- Church: Catholic Church
- Diocese: Diocese of Mweka
- In office: 19 January 1989 – 18 February 2017
- Predecessor: Marcel Evariste Van Rengen
- Successor: Oscar Nkolo Kanowa

Orders
- Ordination: 20 August 1967
- Consecration: 9 July 1989 by Joseph Ngogi Nkongolo

Personal details
- Born: 8 July 1937 Kananga, Kasaï Province, Belgian Congo, Belgian Empire
- Died: 15 April 2020 (aged 82) Kinshasa, Democratic Republic of the Congo

= Gérard Mulumba Kalemba =

Congolese bishop (1937–2020)

Gérard Mulumba Kalemba (8 July 1937 – 15 April 2020) was a Congolese prelate of the Catholic Church.

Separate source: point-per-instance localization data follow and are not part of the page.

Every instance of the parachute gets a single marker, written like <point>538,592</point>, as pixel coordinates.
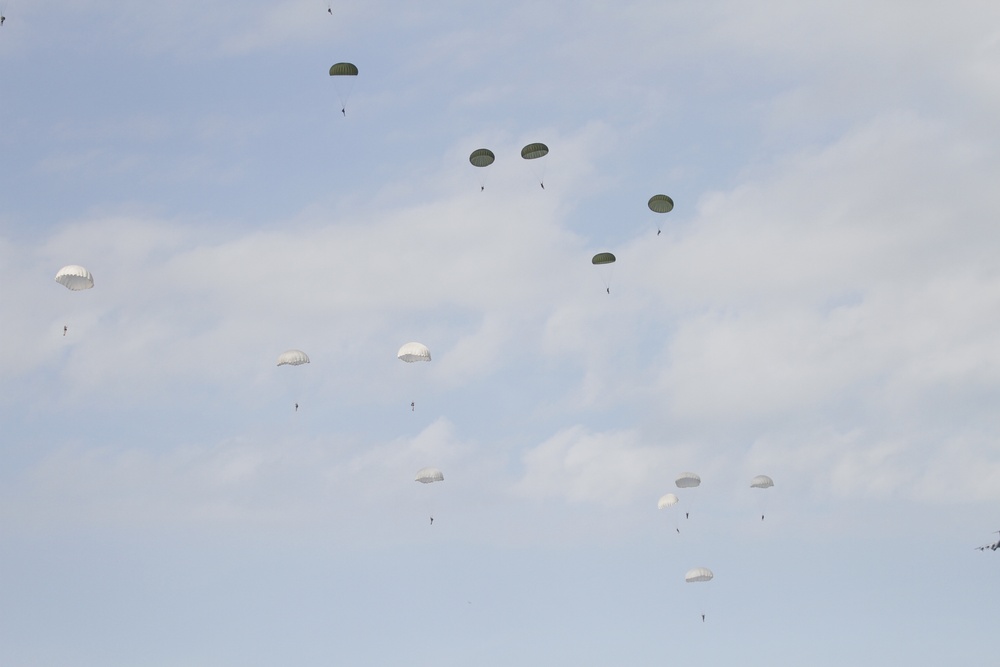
<point>293,358</point>
<point>343,69</point>
<point>412,352</point>
<point>482,157</point>
<point>687,480</point>
<point>698,574</point>
<point>661,204</point>
<point>761,482</point>
<point>429,475</point>
<point>75,278</point>
<point>340,70</point>
<point>605,259</point>
<point>668,500</point>
<point>533,152</point>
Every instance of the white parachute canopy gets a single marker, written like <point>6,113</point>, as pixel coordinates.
<point>687,480</point>
<point>293,358</point>
<point>668,500</point>
<point>698,574</point>
<point>75,277</point>
<point>428,475</point>
<point>412,352</point>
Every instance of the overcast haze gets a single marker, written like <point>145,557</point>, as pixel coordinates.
<point>822,306</point>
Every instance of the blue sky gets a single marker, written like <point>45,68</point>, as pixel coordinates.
<point>821,306</point>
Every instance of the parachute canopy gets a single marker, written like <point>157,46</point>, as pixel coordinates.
<point>687,480</point>
<point>293,358</point>
<point>343,69</point>
<point>661,204</point>
<point>482,157</point>
<point>698,574</point>
<point>75,277</point>
<point>414,352</point>
<point>428,475</point>
<point>666,501</point>
<point>534,151</point>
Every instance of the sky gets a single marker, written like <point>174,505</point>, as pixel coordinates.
<point>821,306</point>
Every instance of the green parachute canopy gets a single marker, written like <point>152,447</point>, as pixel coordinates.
<point>661,204</point>
<point>482,157</point>
<point>343,69</point>
<point>534,151</point>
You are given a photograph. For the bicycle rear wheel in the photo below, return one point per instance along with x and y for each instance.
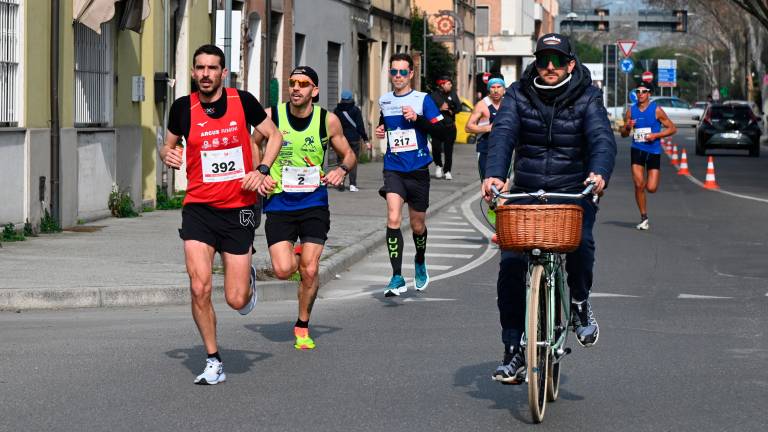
(559, 319)
(536, 353)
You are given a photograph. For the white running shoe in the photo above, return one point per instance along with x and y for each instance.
(213, 373)
(254, 298)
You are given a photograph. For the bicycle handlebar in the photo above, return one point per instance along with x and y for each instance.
(542, 196)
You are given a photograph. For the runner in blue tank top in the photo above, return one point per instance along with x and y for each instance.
(407, 116)
(644, 121)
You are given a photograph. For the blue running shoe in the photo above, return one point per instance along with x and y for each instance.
(395, 287)
(422, 277)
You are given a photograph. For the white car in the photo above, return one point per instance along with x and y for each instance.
(679, 111)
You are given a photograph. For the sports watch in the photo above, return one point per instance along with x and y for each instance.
(263, 169)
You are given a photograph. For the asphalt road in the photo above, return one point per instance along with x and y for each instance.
(683, 310)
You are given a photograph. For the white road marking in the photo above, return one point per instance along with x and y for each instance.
(431, 222)
(694, 296)
(386, 264)
(421, 299)
(431, 229)
(451, 245)
(456, 237)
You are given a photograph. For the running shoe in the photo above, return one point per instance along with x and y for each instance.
(254, 298)
(213, 373)
(303, 341)
(396, 286)
(511, 370)
(422, 277)
(584, 323)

Born in Kananga, Mulumba Kalemba was ordained to the priesthood in 1967. He was appointed bishop of Mweka in 1989, serving until his retirement in 2017. His brother, Étienne Tshisekedi, and nephew, Félix Tshisekedi, both served as President of the Democratic Republic of the Congo.

On 15 April 2020, during the DR Congo coronavirus pandemic, Mulumba Kalemba died due to COVID-19 in Kinshasa. He was 82.